Rest and restoration

August 28, 2006

Lamentations 5 gives us a harrowing description of Israel’s condition following God’s judgment for her transgression of the covenant. She suffers great hardship. There is famine (v. 10). The inheritance (the land of Canaan) has been taken away and given to strangers and foreigners (v. 2) and Israel is in exile. Verse 9 speaks of grave danger ‘in the wilderness’. There is wearisome labour. Verse 13 reads:

Young men are compelled to grind at the mill,
and boys stagger under loads of wood.

This is, in essence, a reversal of the Exodus. The goal of salvation was to bring the children of Israel out from terrible slavery in Egypt, where they had no rest, to the Promised Land, where they would have rest. Now, once again, they are given no rest (v. 5).

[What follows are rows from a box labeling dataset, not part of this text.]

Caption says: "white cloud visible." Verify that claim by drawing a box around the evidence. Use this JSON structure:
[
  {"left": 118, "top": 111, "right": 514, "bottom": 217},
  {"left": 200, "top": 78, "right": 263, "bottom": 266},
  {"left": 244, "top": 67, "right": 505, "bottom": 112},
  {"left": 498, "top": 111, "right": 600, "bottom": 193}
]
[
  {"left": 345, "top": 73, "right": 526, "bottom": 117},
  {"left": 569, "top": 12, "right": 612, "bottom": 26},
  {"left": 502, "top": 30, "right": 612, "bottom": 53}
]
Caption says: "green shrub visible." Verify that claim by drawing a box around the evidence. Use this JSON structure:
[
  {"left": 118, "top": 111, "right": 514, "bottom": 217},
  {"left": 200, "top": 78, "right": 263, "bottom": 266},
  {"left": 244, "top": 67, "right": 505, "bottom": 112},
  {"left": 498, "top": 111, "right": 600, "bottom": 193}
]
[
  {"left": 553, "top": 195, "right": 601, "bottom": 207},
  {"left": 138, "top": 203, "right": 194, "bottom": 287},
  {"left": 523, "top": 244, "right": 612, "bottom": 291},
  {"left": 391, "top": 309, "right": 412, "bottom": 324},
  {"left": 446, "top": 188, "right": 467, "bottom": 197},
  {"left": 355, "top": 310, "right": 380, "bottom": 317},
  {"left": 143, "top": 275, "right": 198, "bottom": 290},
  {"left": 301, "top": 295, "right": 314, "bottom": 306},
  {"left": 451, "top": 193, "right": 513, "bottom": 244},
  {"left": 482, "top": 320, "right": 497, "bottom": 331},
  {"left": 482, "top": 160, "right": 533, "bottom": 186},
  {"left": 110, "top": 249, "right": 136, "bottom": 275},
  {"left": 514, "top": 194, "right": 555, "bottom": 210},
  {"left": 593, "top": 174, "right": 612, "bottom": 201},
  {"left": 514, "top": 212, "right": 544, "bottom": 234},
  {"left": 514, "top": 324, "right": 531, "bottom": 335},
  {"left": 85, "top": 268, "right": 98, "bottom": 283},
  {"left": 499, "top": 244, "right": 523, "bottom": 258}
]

The people mourn their situation and thus mourn their sin (vv. 7, 17) and pray to Yahweh who is on the throne and reigns for ever for restoration (v. 21).

Yahweh brings about this restoration and a return to the rest which is his goal for his people by coming into this world in the person of his Son. He took on our nature and died on the cross to make full atonement for the sin that brought about the exile and the deeper spiritual reality of estrangement from God to which the physical exile pointed, a spiritual exile from God experienced by all humanity by nature (Genesis 3.23-24). Israel’s physical exile is a horrible picture of the slavery we are all in by nature to sin and the devil, hard task-masters whose service only brings about ruin, in this world (as we see in our own lives and in the wider world) and in the next, as it brings us under the awful judgment of God.

To all of us, Jesus says:

Come to me, all who are labour and are heavy laden, and I will give you rest. Take my yoke upon you, and learn from me, for I am gentle and lowly in heart, and you will find rest for your souls. For my yoke is easy, and my burden is light.

Matthew 11.28-30

If we, like Jerusalem in Lamentations, mourn our sins and ask God for forgiveness, if we come to Jesus, we receive rest: we are included in Christ now and enjoy all the spiritual blessings that brings, and we will enter the Promised Land, not merely a return to Palestine, but a new heavens and a new earth in which righteousness dwells.